Şimdi durma... Reklamdan sonra devamı var ;)
İkinci zorluk, sürdürülebilirlikle ilgili fikirlerin uygulanmasının imkansızlığı ile ilgilidir. Bu eleştiri, “üç sütunlu hattın” etkisizliğini tartışıyor ve uygulanmasının imkansızlığını vurguluyor. Bu görüşe göre, kapitalist toplum bağlamında, ekonomik olarak uygun olan, çevresel açıdan doğru davranmayı pek başaramayacaktır. Böylece sürdürülebilir diye lanse edilen bir kalkınma modelini benimseyen ülkeler, durgunluk ve ekonomik kriz döngülerine gireceklerdir. Azgelişmiş ülkeler, temel olarak hammadde ihracatına bağımlı oldukları için en kırılgan ülkeler olacaktır².
Üçüncü zorluk, gerçek bir sürdürülebilirlik tutumunun ortaya çıkması için toplam Piyasa ekonomisinin mevcut bağlamında, bunun mümkün olacağına inananlar da dahil olmak üzere, tezlerinin yeniden formüle edilmesi uygulama. Bu argüman çizgisi, sürdürülebilir kalkınma söyleminin kendi içinde çelişkili olduğunu, çünkü artan tüketim, bu da sürdürülebilirlik fikrinin arzu edeceği sorunları daha da artıracaktır. kavga. Bu nedenle, aslında, çevresel açıdan ekolojik reklam eylemlerine dayalı, ancak yalnızca şu şekilde çalışacak bir ekonomi vardır. pazarlama, büyük etkinlik olmadan³.
Bu nedenle, sürdürülebilir kalkınmanın detaylandırılması ve pekiştirilmesine yönelik öneriler ve eleştirilerinin yerleşimi göz önüne alındığında, bu konunun oldukça tartışmalı olduğunu görebiliriz. Bu konunun daha iyi anlaşılması için ilerlemeler aramak için tartışmaların giderek daha fazla genişletilmesi gerektiği konusunda hiçbir şüphe bırakmıyor.

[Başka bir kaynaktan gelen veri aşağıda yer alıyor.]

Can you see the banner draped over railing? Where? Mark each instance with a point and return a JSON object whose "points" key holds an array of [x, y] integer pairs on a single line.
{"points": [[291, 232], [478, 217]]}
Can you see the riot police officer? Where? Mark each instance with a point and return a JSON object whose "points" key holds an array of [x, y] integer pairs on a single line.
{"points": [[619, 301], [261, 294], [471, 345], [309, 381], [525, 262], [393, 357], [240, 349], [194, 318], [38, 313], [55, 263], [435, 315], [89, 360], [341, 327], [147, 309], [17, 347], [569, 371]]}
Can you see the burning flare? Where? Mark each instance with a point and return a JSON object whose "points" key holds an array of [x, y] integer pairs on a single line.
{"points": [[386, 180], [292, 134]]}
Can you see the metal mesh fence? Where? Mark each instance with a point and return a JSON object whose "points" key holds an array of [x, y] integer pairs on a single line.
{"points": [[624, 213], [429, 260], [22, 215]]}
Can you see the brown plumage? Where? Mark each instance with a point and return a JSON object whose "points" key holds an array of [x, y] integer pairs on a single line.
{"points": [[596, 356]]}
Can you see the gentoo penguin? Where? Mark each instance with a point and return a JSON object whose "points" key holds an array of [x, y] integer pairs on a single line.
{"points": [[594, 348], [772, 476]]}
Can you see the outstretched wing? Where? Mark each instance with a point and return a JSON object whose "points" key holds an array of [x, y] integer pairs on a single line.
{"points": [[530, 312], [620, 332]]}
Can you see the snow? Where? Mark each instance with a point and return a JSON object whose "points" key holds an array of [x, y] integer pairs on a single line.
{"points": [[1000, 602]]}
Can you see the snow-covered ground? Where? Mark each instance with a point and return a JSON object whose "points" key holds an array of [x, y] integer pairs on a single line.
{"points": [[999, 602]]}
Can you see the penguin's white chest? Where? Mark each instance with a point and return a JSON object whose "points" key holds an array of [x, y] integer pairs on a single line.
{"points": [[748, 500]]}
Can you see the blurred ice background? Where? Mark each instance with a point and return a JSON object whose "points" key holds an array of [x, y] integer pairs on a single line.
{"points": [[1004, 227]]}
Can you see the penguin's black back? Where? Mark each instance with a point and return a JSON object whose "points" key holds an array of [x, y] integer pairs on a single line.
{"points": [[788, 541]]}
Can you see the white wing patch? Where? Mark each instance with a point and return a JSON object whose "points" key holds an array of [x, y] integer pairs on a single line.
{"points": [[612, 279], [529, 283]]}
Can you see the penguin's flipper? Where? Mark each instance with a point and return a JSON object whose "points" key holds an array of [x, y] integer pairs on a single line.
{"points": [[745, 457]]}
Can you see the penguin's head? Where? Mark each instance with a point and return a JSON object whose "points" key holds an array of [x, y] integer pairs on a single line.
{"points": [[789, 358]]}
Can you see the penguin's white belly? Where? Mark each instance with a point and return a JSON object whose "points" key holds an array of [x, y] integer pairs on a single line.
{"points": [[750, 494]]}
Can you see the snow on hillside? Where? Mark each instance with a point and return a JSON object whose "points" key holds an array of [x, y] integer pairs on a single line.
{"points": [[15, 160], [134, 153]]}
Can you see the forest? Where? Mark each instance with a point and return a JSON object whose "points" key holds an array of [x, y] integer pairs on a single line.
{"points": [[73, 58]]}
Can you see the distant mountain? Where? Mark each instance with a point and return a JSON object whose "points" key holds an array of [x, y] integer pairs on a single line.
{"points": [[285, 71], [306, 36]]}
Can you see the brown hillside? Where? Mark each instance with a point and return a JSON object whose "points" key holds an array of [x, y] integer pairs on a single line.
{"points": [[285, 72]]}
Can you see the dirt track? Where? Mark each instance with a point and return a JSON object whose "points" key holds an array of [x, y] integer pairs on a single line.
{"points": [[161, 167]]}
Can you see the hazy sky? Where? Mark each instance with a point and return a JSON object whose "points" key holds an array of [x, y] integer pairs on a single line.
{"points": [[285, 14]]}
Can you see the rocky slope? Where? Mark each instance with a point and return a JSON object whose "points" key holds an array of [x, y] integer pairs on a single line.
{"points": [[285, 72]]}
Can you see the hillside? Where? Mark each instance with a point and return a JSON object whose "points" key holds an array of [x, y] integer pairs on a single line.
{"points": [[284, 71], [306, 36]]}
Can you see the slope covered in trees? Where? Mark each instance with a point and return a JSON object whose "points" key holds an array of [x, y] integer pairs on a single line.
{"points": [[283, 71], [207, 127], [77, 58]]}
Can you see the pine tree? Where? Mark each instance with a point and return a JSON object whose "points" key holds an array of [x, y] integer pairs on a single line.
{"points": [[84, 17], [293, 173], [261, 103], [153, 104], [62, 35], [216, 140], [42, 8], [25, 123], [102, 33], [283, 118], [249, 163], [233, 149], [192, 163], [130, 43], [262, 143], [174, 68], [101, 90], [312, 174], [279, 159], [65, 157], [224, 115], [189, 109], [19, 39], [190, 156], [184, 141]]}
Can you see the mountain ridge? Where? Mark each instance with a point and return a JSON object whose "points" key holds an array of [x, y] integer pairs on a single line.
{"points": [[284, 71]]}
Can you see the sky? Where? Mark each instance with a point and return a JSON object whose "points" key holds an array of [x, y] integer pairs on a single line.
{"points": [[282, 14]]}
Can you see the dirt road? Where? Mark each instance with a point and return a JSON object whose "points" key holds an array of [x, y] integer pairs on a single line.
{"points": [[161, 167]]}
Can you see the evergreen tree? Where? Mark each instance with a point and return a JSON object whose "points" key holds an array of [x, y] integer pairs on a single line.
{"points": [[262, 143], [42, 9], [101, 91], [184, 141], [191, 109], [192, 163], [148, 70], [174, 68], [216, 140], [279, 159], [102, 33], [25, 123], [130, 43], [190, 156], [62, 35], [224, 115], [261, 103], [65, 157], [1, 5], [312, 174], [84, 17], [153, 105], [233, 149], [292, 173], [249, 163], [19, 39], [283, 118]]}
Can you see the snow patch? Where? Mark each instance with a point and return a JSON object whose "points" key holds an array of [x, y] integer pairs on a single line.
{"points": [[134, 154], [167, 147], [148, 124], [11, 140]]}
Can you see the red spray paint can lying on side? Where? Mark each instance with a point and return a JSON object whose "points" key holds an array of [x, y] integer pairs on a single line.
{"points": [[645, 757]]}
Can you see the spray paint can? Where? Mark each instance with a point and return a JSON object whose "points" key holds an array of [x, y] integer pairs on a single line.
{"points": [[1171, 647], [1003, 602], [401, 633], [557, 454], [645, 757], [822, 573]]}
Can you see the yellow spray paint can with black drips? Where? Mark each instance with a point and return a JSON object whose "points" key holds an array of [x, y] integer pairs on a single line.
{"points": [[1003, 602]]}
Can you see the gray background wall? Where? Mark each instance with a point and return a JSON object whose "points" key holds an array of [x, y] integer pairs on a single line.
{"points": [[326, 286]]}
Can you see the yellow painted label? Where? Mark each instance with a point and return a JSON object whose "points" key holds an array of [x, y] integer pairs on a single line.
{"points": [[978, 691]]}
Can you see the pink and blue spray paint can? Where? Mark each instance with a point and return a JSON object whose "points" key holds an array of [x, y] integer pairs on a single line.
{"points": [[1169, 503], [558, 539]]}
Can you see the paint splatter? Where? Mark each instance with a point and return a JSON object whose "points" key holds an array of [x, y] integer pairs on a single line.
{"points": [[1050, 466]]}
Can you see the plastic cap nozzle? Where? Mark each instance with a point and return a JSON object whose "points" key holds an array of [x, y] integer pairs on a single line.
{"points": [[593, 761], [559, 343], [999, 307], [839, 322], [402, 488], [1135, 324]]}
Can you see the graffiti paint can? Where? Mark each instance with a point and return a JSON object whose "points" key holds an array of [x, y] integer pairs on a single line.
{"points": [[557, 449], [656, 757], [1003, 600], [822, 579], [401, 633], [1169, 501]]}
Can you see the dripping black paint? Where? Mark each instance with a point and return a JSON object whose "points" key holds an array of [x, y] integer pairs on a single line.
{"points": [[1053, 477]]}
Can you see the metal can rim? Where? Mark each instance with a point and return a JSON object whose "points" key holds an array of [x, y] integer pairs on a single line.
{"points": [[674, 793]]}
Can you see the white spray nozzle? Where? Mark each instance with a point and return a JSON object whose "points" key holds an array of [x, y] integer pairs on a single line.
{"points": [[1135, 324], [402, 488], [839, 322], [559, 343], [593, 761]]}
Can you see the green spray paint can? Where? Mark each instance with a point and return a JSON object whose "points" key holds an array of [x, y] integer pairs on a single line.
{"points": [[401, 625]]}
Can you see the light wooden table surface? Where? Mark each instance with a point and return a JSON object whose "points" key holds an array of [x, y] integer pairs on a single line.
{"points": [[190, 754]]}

_____________________________
¹ Bakınız: WATT, T. Sürdürülebilirlik - ekonomi bilimine bir saldırı (07/12/2009).
² Bakınız: BOFF, L. Standart sürdürülebilirlik modelinin eleştirisi (29/01/2011).
³ Bakınız: GÜNLER, B. Ç. efsanesi sürdürülebilirlik (04/28/2010).